+12
Under review

Restrict access to uploaded files, now they are downloadable freely from the internet.

Dime Nastov 1 year ago • updated by Computers for Schools Yukon 10 months ago 7

Hi Ryvers!

You have created the most useful communication tool we have ever tested and kudos for making it free!

We have two major concerns:

  • Can’t install it on premise.
  • Uploaded files go to Amazon cloud and are accessible by simply sharing the link even to people that are not members or guests to our Ryver organization.

Solving either of these concerns would resolve the other – if we had on-premise installation we could host our files locally, and if the uploaded files were encrypted or hosted in directories that are not publicly accessable from the internet we would not have issue with Ryver not being on-premise.

I would propose two types of solution that would not require on-premise installation:

  • A quick and dirty fix in the form of a checkbox that allows the administrator to disable all file uploads for everyone (at least untill the second solution is implemented).
  • Some sort of cookie or session authetication that would allow file download from the amazon storage only if the user is currently logged onto our Ryver. This can be further extended to special group file access but I understand that that can take some more time to develop.

You have made communicating and sharing ideas and files so easy that I am sure I would not be able to put forward policies on which files should and shouldn’t be shared in Ryver, so why limit people when we can make it secure and let them communicate freely.

I wish you all the positive energy in the universe and I hope you get the success you deserve!

Under review

While it is true we store files on Amazon S3, please note that we store them in a "Private" S3 bucket, so they are not discoverable just by browsing/searching the internet. Additionally, we prefix each filename with a random string prefix that would make it essentially impossible by today's hardware standards to hack your way into. It's like having a really good username/password on each file. And if you have access to one file, it does not get you any closer to accessing another file.

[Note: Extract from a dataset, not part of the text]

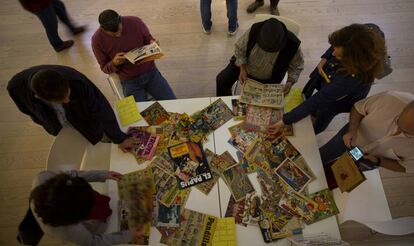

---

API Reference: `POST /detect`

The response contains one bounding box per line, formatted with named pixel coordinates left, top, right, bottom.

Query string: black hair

By doing it this way, it's still easy for you and your teammates to share links to files inside or outside of Ryver, yet retains enough security to prevent outsiders looking at your stuff. Admittedly, if somebody on your team shares the link to somebody outside of your organization, then it can be accessed. Our thought on that was that the same would be true of somebody emailing a file...once that file is out in the wild, you have no control over who is emailing/sharing it with other people.

All that being said, I do understand that some people are not happy with this explanation or approach, and demand authenticated access to files. It's something we have talked about providing in the future, but I don't have a timeline for that option just yet.

We're having a separate internal discussion about what it would take to provide an Admin option to not allow file uploads.

Having the ability to turn off external linking of the file, thus requiring that it be viewed within Ryver (or downloaded on to a members computer/mobile device) would suffice this.

But if I get you right Dime you can not prevent user if he wont to send something out. He will simple download something and then upload it in the wild.

So sad to read this.


A file shared in a team MUST BE closed and access restricted with a login request. It must be protected by link sharing outside the team!


Please team, take in mind this.

Wow! Tested and a surprise! The files are accesible from internet without login request!


This feature it is a stopper to beginning the migration from Slack.

I believe I posted this on another point, but it's similar to this as well. It would be great if all file transfers defaulted to local LAN transfer, maybe cached locally or something, then if the user is in another location, it would use the Amazon S3 as the middleman.

I realize that we're in a unique situation that doesn't affect most where bandwidth is a finite resource here in the Yukon. They put a cap on what they inaccurately measure, and charge extra fees when we go over. That being said, this could be a benefit in security mitigating another layer of risk.